Afetos curados, silêncios programados
Começa
quase sempre assim: você abre uma tela em busca de distração e encontra, sem
procurar, exatamente aquilo que “queria”. Um vídeo que prolonga seu humor, uma
opinião que confirma sua suspeita, uma indignação que parece justa demais para
ser questionada. Nada disso é inteiramente acaso. Há uma curadoria silenciosa
operando — não editorial, mas algorítmica — que aprende a modular seus afetos
antes mesmo que você os reconheça como seus.
O
que chamamos de mediações invisíveis não é apenas a filtragem de
conteúdo, mas um regime de sensibilidade. Os algoritmos não organizam somente
informações; eles organizam a experiência. Selecionam o que aparece, calculam o
que provavelmente nos deterá, repetem o que produziu uma reação e silenciam,
por simples ausência de circulação, aquilo que não corresponde à lógica da
retenção.
A
questão filosófica, portanto, desloca-se. Já não basta perguntar: “O que
estamos vendo?” É preciso perguntar: “Quem — ou o quê — está organizando
as condições pelas quais algo pode ser visto, sentido e desejado?”
É
nesse ponto que a velha noção de mediação adquire uma dimensão nova.

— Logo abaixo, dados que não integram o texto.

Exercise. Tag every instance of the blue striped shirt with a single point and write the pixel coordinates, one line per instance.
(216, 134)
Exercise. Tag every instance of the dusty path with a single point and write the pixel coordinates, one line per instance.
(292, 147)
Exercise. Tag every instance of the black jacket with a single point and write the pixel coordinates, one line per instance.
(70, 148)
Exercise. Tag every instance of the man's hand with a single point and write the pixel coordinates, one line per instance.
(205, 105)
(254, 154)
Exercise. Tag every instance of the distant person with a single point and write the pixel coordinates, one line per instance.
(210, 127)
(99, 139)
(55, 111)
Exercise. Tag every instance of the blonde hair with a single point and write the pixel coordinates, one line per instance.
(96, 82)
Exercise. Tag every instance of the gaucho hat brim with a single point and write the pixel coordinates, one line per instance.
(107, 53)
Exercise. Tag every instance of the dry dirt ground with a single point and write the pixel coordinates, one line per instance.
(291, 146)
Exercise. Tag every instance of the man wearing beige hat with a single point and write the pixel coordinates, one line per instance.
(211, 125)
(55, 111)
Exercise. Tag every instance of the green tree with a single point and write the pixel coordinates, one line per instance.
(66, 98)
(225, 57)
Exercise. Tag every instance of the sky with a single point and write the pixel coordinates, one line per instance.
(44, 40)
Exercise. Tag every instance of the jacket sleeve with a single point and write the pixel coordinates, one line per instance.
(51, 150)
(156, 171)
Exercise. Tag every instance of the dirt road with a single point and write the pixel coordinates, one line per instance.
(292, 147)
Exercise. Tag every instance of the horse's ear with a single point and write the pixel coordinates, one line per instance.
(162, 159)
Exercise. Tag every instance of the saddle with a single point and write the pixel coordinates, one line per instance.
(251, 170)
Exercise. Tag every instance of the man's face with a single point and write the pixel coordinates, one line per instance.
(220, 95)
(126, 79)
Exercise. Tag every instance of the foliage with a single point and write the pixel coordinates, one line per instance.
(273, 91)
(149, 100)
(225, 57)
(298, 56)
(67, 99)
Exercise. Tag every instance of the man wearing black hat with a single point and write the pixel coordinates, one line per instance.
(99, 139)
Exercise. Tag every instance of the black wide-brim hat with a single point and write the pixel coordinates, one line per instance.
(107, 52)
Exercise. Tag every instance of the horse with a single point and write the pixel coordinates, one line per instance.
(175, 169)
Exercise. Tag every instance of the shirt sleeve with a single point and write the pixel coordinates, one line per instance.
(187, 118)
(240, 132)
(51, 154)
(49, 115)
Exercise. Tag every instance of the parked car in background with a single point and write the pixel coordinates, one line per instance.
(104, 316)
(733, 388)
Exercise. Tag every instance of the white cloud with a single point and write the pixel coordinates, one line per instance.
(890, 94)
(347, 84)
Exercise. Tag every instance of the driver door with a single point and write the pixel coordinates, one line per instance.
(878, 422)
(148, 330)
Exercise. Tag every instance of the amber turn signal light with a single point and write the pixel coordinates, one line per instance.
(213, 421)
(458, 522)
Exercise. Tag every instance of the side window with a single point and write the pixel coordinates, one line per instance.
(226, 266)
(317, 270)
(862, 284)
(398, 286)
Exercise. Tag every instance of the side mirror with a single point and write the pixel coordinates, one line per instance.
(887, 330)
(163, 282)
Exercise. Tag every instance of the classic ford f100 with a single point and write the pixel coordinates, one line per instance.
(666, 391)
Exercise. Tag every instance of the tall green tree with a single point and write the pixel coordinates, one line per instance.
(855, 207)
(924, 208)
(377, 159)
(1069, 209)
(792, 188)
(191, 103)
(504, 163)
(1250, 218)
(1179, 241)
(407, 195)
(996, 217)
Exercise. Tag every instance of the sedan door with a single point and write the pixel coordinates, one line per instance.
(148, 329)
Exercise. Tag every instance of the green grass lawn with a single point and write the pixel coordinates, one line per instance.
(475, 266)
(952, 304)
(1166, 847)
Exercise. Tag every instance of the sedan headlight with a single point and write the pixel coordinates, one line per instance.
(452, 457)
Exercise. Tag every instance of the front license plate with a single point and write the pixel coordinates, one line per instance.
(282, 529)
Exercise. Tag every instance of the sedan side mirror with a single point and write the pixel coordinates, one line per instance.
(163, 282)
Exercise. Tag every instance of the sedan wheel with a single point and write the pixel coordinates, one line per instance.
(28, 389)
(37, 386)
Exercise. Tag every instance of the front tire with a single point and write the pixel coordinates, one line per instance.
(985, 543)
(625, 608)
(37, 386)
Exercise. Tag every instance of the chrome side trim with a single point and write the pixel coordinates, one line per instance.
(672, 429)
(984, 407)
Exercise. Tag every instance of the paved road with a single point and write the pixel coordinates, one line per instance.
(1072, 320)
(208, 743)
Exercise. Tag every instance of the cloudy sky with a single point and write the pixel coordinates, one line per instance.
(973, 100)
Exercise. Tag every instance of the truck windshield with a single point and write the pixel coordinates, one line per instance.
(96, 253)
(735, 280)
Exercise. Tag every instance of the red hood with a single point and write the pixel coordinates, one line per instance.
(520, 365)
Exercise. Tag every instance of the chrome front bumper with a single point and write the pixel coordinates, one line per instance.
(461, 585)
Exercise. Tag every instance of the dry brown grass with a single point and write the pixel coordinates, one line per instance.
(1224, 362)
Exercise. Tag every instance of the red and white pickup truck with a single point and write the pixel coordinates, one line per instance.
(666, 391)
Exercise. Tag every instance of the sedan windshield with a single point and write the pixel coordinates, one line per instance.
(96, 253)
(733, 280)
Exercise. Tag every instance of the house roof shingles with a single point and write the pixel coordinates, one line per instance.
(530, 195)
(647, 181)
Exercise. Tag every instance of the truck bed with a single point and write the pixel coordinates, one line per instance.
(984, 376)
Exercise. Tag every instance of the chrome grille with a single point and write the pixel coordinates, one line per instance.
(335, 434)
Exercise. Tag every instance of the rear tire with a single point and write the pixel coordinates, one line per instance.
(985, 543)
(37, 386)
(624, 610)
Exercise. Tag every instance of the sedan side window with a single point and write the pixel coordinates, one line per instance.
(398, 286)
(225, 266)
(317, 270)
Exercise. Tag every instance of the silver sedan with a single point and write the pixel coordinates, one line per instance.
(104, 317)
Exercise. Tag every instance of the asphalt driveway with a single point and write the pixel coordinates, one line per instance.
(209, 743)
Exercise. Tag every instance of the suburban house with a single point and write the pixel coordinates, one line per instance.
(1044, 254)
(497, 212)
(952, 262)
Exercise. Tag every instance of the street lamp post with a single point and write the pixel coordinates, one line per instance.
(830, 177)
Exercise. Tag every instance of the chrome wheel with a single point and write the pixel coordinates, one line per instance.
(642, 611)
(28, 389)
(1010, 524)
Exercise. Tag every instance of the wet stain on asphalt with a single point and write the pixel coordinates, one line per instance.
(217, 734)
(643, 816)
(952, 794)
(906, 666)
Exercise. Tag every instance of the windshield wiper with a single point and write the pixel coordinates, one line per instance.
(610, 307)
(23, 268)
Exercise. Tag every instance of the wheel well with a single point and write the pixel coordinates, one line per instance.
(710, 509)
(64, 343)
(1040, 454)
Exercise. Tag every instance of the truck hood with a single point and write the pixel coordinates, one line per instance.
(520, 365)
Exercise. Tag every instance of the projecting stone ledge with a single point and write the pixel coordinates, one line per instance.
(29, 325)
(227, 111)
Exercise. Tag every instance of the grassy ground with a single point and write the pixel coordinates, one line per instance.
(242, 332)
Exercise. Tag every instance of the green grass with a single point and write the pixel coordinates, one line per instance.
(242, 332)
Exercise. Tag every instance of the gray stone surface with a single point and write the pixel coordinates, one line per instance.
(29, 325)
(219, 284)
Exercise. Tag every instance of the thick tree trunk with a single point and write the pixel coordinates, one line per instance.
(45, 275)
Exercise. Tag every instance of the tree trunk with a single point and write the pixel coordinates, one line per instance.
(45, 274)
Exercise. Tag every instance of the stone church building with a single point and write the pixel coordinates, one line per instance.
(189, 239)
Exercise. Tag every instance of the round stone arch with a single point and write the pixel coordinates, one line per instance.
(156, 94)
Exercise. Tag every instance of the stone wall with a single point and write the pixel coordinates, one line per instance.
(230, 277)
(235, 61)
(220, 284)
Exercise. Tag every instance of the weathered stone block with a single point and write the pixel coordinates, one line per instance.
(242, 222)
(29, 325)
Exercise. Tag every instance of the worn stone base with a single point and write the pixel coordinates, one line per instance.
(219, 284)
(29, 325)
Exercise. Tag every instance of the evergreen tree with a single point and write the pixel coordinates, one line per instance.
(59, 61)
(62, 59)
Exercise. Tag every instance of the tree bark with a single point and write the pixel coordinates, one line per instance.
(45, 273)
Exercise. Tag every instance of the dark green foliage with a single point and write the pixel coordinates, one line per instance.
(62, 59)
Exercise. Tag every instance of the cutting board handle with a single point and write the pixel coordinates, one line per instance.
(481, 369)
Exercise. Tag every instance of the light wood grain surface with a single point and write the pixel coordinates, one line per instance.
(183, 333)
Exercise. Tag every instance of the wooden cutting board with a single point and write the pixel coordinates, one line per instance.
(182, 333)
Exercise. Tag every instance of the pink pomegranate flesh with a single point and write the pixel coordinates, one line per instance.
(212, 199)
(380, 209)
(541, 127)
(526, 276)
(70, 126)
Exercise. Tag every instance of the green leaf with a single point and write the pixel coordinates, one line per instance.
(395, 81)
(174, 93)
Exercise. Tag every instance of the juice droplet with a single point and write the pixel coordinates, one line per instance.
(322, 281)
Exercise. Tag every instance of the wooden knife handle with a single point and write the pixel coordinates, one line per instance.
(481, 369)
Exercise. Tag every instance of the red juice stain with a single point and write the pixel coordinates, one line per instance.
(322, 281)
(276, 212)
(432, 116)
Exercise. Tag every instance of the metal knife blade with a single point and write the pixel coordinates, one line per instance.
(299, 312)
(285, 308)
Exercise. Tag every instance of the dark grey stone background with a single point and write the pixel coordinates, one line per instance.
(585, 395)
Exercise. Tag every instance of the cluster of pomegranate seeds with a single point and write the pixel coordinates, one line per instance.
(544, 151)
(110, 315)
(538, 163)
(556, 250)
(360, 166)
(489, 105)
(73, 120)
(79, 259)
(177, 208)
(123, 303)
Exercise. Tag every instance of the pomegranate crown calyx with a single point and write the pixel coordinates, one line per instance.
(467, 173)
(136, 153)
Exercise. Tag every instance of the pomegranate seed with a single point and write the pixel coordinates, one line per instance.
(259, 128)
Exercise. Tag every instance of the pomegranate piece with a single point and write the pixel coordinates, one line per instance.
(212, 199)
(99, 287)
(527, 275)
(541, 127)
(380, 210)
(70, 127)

Tradicionalmente, reconhecíamos os mediadores: o jornalista, o professor, o
editor, o crítico, o partido, a instituição religiosa, o Estado. Havia alguém
ou alguma instituição identificável entre o acontecimento e sua representação.
A mediação algorítmica introduz outra situação: o mediador permanece
parcialmente invisível. Ele não desaparece; torna-se infraestrutural.
O
algoritmo não precisa dizer “pense assim”. Basta organizar o ambiente no qual
determinadas coisas aparecem com maior frequência, intensidade e proximidade.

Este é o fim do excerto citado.